In this new Gilded Age, opulent oligarchs have accrued a hold on power and on the workings of government to the detriment of the vast hoi polloi outside the golden sphere. Needs of the many — properly funded schools, decent and accessible health care, affordable housing, job opportunities and training, environmental health, an enhanced public infrastructure — have fallen prey to the conniving pretensions of a so-called “free market” dominated by “crony capitalism, corporate bailouts, and corporate welfare.”
In the process, those who benefit from this mercenary arrangement dilute any semblance of authentic democracy.
Left out, perplexed and unsettled by multiple crises, many seethe with resentment exacerbated by their incomprehension and sense of impotence. Within this vortex of uncertainty, some can easily become tempted to put faith in a demagogue’s simplistic platitudes.
Reich presents Jamie Dimon as the personification of the new robber barons who comprise the moneyed elite. Dimon heads up the colossal JPMorgan Chase. While he is socially liberal, Dimon does not like to talk about the link between wealth and power. While he promotes the notion of “corporate social responsibility,” he was a vigorous supporter of the 2017 tax cut that Republicans claimed would pay for itself, but most economists said would not.

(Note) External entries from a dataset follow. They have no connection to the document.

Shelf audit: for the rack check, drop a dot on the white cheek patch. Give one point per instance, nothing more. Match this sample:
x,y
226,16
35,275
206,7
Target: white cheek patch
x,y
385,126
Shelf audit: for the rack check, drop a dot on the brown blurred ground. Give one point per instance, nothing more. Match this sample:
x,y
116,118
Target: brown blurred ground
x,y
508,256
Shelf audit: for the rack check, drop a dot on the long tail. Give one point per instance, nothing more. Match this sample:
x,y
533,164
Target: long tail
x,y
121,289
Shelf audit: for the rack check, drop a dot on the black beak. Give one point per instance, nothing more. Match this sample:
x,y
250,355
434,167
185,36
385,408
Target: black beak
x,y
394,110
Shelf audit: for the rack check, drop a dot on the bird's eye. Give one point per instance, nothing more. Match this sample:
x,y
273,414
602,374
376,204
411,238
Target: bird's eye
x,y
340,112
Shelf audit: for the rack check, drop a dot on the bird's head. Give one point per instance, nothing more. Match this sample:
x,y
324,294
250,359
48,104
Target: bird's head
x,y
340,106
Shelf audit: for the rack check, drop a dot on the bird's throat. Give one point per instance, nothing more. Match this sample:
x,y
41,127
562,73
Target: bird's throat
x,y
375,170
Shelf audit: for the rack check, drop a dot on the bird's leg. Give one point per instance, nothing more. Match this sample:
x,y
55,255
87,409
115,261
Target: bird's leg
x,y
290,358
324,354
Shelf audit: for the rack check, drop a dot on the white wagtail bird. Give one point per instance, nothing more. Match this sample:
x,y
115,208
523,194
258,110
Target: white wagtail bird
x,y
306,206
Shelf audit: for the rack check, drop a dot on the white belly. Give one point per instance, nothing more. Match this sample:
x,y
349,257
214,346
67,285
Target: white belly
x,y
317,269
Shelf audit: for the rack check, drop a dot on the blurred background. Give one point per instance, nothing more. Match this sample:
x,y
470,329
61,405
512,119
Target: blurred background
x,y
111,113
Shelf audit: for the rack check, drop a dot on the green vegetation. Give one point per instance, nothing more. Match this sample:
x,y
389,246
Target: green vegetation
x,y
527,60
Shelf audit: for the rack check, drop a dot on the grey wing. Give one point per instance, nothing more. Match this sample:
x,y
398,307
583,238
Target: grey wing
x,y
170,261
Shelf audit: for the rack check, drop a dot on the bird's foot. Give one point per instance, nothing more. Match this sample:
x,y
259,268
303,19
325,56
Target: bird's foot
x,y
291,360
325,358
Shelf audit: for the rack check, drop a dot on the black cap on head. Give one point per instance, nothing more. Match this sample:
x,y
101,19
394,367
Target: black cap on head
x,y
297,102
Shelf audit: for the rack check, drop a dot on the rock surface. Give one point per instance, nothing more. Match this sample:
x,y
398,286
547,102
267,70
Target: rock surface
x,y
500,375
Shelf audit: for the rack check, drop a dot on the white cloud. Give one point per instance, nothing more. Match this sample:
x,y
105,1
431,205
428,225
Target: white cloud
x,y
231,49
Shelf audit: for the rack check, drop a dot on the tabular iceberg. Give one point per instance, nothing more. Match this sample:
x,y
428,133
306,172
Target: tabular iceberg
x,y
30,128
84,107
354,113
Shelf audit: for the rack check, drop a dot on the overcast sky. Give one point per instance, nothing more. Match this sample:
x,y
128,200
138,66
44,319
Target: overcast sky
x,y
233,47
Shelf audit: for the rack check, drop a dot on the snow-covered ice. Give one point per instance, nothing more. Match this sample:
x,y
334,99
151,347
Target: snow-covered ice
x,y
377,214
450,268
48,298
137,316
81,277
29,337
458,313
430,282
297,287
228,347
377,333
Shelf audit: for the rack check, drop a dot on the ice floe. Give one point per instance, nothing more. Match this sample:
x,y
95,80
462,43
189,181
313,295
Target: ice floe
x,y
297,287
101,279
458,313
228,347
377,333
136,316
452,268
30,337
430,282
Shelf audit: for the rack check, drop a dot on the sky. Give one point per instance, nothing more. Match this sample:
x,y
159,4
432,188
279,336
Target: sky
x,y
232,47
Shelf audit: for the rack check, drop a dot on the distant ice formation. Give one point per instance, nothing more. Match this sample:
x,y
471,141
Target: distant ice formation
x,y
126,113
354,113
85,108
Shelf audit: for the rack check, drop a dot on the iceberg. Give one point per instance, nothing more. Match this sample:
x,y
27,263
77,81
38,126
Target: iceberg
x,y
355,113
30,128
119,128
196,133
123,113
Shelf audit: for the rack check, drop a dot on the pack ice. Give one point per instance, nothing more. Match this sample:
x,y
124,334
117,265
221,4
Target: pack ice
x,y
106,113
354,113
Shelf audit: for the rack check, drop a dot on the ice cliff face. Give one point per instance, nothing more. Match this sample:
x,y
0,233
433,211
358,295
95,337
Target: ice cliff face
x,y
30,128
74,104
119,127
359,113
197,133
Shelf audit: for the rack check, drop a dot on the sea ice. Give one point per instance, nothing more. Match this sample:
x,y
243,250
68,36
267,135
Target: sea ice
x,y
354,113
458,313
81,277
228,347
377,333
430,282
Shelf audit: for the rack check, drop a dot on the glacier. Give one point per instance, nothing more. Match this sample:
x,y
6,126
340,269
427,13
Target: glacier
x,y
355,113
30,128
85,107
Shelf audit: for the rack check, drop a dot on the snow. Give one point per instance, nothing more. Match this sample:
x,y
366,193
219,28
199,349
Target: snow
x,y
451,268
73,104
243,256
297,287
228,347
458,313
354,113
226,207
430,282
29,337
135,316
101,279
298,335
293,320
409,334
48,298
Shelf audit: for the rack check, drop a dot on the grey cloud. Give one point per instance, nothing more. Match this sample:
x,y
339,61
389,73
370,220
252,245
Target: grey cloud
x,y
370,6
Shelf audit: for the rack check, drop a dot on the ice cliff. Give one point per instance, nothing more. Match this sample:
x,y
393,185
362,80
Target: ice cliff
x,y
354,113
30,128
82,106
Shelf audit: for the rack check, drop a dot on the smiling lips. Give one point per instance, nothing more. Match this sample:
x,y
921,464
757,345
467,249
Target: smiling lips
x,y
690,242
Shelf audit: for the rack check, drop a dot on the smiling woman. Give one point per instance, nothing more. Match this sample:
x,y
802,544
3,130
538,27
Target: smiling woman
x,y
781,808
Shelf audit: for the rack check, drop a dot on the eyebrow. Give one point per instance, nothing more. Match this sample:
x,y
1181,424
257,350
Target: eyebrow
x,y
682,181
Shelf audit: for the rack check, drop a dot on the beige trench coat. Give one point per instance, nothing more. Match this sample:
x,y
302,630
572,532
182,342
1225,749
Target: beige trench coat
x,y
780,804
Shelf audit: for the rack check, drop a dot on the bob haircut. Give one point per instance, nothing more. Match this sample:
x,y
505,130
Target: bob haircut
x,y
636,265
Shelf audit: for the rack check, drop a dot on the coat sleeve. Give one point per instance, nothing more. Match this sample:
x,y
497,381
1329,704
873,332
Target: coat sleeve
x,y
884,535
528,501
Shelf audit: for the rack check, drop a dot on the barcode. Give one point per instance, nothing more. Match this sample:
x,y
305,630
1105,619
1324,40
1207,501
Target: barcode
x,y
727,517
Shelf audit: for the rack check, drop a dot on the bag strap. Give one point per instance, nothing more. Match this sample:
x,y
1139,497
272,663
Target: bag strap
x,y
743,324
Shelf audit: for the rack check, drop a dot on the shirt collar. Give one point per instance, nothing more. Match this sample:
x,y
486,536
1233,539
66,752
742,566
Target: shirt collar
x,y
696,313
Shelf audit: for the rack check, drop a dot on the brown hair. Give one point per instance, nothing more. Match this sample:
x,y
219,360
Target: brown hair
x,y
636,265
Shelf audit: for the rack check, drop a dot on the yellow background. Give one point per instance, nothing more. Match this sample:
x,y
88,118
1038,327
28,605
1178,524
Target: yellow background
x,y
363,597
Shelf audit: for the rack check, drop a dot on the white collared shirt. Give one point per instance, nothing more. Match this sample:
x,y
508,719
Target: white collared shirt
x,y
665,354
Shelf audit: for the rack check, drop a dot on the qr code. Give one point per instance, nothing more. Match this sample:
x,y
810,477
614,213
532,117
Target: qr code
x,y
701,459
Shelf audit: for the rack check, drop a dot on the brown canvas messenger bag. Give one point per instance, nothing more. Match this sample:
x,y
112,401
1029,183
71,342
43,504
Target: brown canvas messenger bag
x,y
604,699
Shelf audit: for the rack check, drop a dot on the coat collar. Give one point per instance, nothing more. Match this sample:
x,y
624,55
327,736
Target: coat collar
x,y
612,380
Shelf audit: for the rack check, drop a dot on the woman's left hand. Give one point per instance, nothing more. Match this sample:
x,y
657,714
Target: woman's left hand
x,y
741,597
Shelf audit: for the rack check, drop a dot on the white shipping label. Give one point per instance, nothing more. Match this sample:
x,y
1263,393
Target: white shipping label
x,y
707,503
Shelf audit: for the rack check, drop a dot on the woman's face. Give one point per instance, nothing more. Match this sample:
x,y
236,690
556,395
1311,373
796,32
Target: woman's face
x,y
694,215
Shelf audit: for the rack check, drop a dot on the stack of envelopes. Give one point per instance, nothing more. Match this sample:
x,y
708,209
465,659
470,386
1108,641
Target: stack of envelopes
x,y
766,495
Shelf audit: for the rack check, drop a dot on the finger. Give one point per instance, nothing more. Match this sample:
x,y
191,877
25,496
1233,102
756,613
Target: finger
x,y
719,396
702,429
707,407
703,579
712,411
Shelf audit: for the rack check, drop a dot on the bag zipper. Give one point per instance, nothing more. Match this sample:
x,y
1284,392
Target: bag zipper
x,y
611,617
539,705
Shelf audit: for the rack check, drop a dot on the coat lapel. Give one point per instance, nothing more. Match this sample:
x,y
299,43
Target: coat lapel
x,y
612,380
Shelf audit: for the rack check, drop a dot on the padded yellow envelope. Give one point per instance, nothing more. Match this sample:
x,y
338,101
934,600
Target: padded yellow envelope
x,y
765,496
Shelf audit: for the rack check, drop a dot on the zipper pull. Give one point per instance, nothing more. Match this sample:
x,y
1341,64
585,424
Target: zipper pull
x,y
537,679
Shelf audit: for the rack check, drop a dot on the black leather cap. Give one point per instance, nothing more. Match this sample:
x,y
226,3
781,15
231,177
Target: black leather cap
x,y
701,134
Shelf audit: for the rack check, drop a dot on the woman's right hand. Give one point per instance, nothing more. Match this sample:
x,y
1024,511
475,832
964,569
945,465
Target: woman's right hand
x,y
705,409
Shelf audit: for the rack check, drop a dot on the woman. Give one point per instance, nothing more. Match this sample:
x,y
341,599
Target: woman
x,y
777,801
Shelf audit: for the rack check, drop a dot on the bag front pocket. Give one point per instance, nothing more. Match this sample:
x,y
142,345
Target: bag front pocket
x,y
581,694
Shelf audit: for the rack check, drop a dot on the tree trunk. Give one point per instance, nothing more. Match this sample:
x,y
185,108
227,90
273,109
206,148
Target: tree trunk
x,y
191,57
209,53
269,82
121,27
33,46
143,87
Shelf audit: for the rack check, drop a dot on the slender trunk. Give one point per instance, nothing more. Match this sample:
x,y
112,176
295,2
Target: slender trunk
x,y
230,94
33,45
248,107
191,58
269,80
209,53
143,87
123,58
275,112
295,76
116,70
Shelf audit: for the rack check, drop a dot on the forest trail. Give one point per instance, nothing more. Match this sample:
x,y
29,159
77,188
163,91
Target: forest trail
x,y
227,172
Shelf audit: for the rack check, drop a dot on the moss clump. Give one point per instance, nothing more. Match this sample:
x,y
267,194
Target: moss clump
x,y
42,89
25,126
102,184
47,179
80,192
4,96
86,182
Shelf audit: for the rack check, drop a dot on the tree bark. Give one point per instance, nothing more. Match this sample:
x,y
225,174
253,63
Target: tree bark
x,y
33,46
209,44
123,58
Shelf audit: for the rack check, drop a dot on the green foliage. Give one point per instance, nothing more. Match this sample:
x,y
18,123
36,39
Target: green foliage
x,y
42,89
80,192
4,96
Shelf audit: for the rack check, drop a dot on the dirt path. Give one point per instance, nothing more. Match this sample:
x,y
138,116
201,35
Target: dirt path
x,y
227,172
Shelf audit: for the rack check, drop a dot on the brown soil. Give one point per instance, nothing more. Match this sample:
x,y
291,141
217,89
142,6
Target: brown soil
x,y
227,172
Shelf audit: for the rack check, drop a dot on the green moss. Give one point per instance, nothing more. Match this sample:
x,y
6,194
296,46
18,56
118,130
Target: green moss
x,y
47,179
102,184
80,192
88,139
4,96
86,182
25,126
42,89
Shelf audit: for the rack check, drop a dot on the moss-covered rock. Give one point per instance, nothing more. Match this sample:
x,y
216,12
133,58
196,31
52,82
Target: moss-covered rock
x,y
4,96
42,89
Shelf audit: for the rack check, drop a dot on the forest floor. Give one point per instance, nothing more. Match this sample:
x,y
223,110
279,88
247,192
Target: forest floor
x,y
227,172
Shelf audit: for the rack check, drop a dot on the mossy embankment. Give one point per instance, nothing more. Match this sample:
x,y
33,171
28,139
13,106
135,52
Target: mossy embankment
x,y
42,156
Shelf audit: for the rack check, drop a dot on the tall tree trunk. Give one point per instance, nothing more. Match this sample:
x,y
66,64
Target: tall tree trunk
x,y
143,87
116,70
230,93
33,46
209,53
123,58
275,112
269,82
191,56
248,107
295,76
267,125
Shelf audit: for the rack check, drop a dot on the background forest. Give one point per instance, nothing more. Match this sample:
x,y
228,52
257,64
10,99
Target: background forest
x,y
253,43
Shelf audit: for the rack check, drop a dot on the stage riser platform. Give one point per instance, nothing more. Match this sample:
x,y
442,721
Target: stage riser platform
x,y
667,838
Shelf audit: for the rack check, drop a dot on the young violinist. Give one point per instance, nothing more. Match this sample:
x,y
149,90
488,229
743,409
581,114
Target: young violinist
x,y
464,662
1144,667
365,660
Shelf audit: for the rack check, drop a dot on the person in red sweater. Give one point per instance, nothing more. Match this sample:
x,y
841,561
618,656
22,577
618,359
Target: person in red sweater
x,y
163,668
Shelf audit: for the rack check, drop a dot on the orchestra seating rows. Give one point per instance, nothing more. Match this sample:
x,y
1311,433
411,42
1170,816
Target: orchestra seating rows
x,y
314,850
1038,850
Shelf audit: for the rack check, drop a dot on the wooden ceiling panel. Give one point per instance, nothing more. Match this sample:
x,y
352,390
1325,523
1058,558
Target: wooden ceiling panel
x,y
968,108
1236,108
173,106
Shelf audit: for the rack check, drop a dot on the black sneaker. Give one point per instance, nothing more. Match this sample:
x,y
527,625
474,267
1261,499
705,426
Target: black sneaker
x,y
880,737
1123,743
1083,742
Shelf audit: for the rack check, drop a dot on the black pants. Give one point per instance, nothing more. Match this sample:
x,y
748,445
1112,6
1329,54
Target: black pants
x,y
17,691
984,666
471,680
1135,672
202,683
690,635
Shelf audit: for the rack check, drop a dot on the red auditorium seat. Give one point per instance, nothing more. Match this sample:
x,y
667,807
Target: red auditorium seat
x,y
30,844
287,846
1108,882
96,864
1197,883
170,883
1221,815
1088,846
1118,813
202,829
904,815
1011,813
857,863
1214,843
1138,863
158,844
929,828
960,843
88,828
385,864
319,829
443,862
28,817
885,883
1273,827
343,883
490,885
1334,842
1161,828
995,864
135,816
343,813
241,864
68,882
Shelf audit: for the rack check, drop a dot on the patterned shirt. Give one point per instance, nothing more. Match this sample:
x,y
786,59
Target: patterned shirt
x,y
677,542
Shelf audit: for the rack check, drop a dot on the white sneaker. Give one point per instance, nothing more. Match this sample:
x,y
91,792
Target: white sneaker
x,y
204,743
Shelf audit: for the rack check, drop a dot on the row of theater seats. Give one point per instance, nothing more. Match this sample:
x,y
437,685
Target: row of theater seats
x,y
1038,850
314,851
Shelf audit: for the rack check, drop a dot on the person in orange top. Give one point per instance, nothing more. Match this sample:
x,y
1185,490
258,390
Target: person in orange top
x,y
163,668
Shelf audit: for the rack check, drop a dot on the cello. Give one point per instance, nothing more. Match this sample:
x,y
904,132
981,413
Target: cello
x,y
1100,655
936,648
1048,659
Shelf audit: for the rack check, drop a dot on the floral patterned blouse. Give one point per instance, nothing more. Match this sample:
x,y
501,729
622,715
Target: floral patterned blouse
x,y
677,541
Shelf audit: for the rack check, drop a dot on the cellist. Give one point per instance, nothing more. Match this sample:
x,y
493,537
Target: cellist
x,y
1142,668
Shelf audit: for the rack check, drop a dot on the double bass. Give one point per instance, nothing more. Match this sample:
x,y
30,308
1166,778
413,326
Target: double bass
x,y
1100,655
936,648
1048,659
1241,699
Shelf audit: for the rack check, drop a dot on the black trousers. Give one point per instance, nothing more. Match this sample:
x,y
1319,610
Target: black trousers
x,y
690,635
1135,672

According to Reich, “Dimon lobbied Congress personally and intensively for the tax cut, and he got the Business Roundtable to join him. Overall, the tax cut increased the federal debt by $1.9 trillion while delivering no measurable benefits to America’s working class or poor, and almost nothing trickled down.”
The Business Roundtable is a formidable corporate club. Along with Dimon, membership is a who’s who of close to 200 of our nation’s most powerful CEOs.
The high-flying corporate world does engage in philanthropy, but Reich states unequivocally that the first order of business remains ensuring profits for shareholders over the concerns of average citizens not feeding at the corporate trough. While philanthropic contributions are helpful to various endeavors like affordable housing projects, such donations are a pittance to the moguls of business.
Reich argues that corporate philanthropy is largely a public relations scam. Meanwhile, within the paradigm of socialism for the rich, even big-time screw-ups result in windfalls for the incompetent, like Dennis Muilenburg, formerly of Boeing, who was paid $23 million in 2018 despite “the deadly, defective 737 Max airliner” that took off under his watch.
What must average Americans do in the face of such a furtive scheme? Reich is forthright.
“The way to overcome oligarchy is for the rest of us to join together and win America back,” Reich argues. “This will require a multiracial, multiethnic coalition of working-class, poor, and middle-class Americans fighting for democracy and against concentrated power and privilege, determined to rid politics of big money, end corporate welfare and crony capitalism, bust up monopolies, stop voter suppression, and strengthen the countervailing power of labor unions, employee-owned corporations, worker cooperatives, state and local banks, and grassroots politics.”
In other words, a great task awaits us.
There are many instances which demonstrate that aspects of the mission to salvage our republic are already underway, like the New Poor People’s Campaign. To ensure that the fight to rebuild democracy has breadth and depth, a great many more must join in. Conscientious citizens must penetrate the elaborate veil that hides the workings of the pernicious machinery of injustice.
Reich’s readable and concise prose provides anyone desiring a grasp of our current condition a path to greater understanding. He tells you clearly who rigged the machine and gives sage advice on the means of a just restoration of fairness and decency.